Its findings have been described as insulting and divisive, and the chairman of the review has been accused of putting a “positive spin on slavery and empire” when explaining its recommendation on teaching history in schools.

Former equality and human rights commissioner Lord Simon Woolley said he had received a “deluge of calls” following the publication of the race disparities report, with one woman telling him it could have been “straight out of the 1980s”.

“I had a whole range of feelings, actually – anger, despair, and I think above all sadness, great sadness,” he told BBC Radio 4’s Today programme.

“And it wasn’t just me. I had a deluge of calls, people calling up saying ‘Simon, is this for real? In 2021, are we still having to justify whether structural race inequality exists, rather than tackling it?’

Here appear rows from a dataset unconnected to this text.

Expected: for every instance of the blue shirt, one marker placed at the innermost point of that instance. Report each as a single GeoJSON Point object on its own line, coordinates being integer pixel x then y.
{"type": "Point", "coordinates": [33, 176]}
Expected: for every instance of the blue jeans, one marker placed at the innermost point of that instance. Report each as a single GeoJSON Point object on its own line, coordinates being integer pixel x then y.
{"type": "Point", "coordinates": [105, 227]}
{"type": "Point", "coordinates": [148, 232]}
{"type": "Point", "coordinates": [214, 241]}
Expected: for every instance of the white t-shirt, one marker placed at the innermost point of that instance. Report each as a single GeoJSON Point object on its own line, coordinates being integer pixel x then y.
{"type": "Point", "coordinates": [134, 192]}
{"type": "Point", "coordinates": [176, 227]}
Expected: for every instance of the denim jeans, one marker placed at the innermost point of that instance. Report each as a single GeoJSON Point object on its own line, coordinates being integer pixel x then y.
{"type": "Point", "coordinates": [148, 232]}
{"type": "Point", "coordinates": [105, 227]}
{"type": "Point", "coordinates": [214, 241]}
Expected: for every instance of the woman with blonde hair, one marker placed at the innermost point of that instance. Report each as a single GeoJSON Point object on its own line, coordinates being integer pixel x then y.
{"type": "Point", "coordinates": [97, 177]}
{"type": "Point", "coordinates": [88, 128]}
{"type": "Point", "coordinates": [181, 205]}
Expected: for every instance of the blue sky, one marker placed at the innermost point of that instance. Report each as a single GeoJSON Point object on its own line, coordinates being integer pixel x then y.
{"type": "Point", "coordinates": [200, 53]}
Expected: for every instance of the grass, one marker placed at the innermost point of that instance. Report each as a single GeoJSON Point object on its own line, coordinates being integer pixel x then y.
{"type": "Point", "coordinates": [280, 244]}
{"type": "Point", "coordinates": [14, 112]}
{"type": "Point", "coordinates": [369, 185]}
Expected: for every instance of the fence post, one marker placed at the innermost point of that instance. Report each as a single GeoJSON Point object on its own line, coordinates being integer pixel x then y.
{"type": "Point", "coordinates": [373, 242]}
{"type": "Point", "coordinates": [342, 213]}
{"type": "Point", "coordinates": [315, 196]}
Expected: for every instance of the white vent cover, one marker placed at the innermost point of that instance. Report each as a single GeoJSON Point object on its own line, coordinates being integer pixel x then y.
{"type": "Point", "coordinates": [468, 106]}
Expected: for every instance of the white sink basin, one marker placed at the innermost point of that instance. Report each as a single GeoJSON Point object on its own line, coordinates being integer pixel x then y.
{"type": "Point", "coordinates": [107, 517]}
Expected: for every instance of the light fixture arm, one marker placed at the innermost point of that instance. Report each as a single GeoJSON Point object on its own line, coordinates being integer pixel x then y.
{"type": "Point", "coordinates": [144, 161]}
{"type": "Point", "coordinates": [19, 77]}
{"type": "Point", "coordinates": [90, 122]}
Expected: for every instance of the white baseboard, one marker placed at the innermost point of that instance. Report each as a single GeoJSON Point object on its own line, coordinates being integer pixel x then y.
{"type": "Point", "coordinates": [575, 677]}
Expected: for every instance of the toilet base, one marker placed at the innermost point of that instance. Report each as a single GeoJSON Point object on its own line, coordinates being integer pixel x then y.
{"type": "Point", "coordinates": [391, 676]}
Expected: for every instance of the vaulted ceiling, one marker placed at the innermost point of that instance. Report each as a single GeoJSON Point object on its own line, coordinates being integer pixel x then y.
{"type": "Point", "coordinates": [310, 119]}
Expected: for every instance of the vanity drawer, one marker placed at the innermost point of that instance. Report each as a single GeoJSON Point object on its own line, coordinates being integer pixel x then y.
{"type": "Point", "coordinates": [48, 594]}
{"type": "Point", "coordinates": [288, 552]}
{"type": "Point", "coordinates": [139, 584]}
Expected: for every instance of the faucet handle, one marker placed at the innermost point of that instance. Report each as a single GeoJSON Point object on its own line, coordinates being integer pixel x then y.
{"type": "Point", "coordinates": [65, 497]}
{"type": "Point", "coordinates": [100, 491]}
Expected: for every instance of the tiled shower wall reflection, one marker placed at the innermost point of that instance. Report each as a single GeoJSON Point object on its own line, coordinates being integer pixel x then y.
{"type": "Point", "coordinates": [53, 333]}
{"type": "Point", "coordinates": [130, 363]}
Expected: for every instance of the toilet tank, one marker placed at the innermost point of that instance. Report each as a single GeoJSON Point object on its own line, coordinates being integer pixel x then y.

“One woman said to me, in tears, this report could have been straight out of the 1980s.”

The report proposes a Making Of Modern Britain teaching resource to “tell the multiple, nuanced stories of the contributions made by different groups that have made this country the one it is today”.

In commission chairman Tony Sewell’s foreword to the report, he said the recommendation is the body’s response to “negative calls for ‘decolonising’ the curriculum”.

He wrote that the resource should look at the influence of the UK during its Empire period and how “Britishness influenced the Commonwealth” and how local communities influenced “modern Britain”.

He added: “There is a new story about the Caribbean experience which speaks to the slave period not only being about profit and suffering but how culturally African people transformed themselves into a remodelled African/Britain.”

Highlighting the passage on Twitter, shadow women and equalities secretary Marsha de Cordova said it was “one of the worst bits” of the report which was “putting a positive spin on slavery and empire”.

Halima Begum, chief executive of race equality think tank the Runnymede Trust, said: “Comments about the slave trade being a Caribbean experience, as though it’s some kind of holiday… this is how deafening it is, cultural deafness, it’s completely out of kilter with where British society is, I believe.”

Shadow Home Secretary Nick Thomas-Symonds said: “I speak in this debate as a white man, but I’ve been listening very carefully over the last couple of days to colleagues form different communities and it’s very clear that the report isn’t recognising their lived experiences.

“And I fear this report is actually a divisive report, it’s a disappointing report that actually takes us back.

“Four years ago, David Lammy produced a report about disproportionality across our criminal justice system, he was asked to do so by the then Conservative government.

“There was no dispute about the structural inequalities that existed in our society, the debate was about what we did to actually address them.

“And it seems to me this report takes us backwards, it takes us back to a debate as to whether structural racism even exists, so I’m not surprised in those circumstances that the prime minister’s most senior black adviser has resigned.”